Speaking on the reluctance of many to come forward until now, Mr Farage said on Sunday: “this is the point. Nobody with profile who has been debanked has come forward. Two reasons: one, a sense of shame, humiliation and embarrassment. Secondly, it would damage their prospects of getting other bank accounts.”
While the focus of the debanking scandal has emphatically been the NatWest group and its subsidiary Coutts — who canceled Farage’s account, starting a chain reaction ending with the leaders of both banks resigning in disgrace last week — Mr Farage has said the revelations are only just beginning, and that every bank in the UK will be exposed as having been involved.
He wrote: “…all banks are guilty. We will get to the bottom of this national scandal.”
Although some who very much had access to the power of the state were debanked and chose not to speak out until Farage put his head above the parapet first, a great many others had their accounts closed but were functionally voiceless. Speaking of the thousands who have come forward so far to share their stories — many of them operators of small businesses trading with the public with cash — Farage told GB News: “This isn’t just high-profile people with strong opinions, that are being closed down by banks that have become completely politicised in the most extraordinary way.
“What I have learned in the three weeks since I came out — as it were — I have been just inundated by small businesses, by folk all around the country, people in absolute fear, terror, lives being ruined, thousands of businesses being closed. These are people who have done nothing wrong whatsoever.”

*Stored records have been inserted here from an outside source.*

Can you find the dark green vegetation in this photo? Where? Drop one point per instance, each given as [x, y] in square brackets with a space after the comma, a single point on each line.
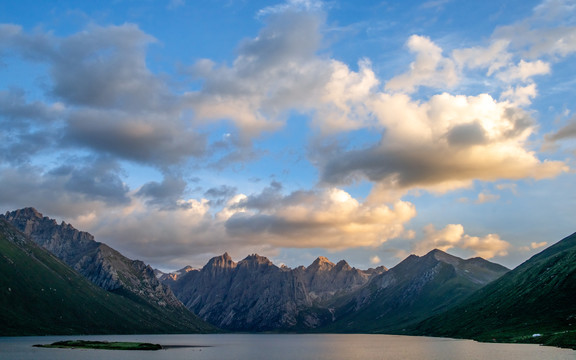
[102, 345]
[538, 297]
[39, 295]
[412, 291]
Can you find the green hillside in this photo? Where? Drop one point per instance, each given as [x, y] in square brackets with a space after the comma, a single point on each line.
[413, 290]
[40, 295]
[538, 297]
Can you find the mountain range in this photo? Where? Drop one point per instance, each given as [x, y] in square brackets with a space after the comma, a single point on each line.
[256, 295]
[535, 302]
[59, 280]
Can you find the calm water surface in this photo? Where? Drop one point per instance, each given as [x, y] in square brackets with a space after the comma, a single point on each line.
[284, 347]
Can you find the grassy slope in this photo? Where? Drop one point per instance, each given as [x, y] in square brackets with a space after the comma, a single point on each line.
[538, 297]
[409, 300]
[41, 295]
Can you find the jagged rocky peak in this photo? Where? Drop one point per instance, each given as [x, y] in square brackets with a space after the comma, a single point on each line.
[223, 261]
[255, 260]
[321, 264]
[342, 265]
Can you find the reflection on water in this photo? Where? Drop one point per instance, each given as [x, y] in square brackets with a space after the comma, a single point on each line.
[284, 347]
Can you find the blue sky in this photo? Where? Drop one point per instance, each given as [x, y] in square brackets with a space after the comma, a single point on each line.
[178, 130]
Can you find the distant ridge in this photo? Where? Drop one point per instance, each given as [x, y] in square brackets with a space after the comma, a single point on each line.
[41, 295]
[413, 290]
[256, 295]
[104, 266]
[537, 297]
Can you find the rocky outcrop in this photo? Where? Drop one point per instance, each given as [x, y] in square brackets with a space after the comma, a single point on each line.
[97, 262]
[256, 295]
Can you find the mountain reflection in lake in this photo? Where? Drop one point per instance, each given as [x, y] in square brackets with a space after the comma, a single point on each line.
[284, 347]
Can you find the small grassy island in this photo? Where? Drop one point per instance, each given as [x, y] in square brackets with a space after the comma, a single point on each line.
[104, 345]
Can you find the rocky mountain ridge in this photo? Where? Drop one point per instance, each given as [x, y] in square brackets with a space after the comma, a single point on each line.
[256, 295]
[40, 295]
[97, 262]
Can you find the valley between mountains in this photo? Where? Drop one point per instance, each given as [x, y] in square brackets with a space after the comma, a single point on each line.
[59, 280]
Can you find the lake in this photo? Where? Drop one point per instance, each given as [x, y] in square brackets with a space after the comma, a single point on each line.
[284, 347]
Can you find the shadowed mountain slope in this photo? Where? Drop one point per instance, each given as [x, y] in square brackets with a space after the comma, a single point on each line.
[41, 295]
[411, 291]
[537, 297]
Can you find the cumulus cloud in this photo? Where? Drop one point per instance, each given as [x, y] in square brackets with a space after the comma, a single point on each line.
[568, 131]
[485, 197]
[80, 187]
[453, 236]
[330, 219]
[193, 229]
[443, 144]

Distinguishing between the politically-motivated debanking of prominent figures on one hand and the attack on cash against private individuals and small business on the other, Farage laid the blame on powerful but ineffective anti-money-laundering regulations implemented with extreme zealotry by bank compliance departments. Echoing other remarks made in recent days, the Brexit leader turned banking reform campaigner cited 2020 research that asserted every £1 of laundered money cost £100 in compliance, calling the rules the “sledgehammer to miss the nut”.
He said: “We’re not stopping the crooks, but we’re closing down small businesses. We’re seeing these banks, which our taxes bailed out in 2008-9, and in return, they’ve closed 5,000 branches around the country. They’re saying to businesses — say you’re running a fish stall — sorry, we don’t want cash… we don’t want your business. They are trying to drive cash out of the economy.”
The remarks come as Mr Farage launches a campaign group to hammer home the early progress of his moves to curb debanking, both encouraging those who have lost their accounts already to come forward, and a drive to support cash in the economy. “I’m beginning to have the impression this is much, much bigger than any of us could have contemplated… This is about the right to free speech, about having a country where people are treated fairly in an age when you frankly can’t function on a personal level, let alone a business level, without a bank account”, he said.
While some in the UK have bemoaned Nigel Farage enjoying weeks of front-page news exposure for his debanking crusade, his ability to make headlines and force change has been noticed abroad. As reported, a top German newspaper said the Brexit leader wielded political influence in the United Kingdom that other parties could only dream of.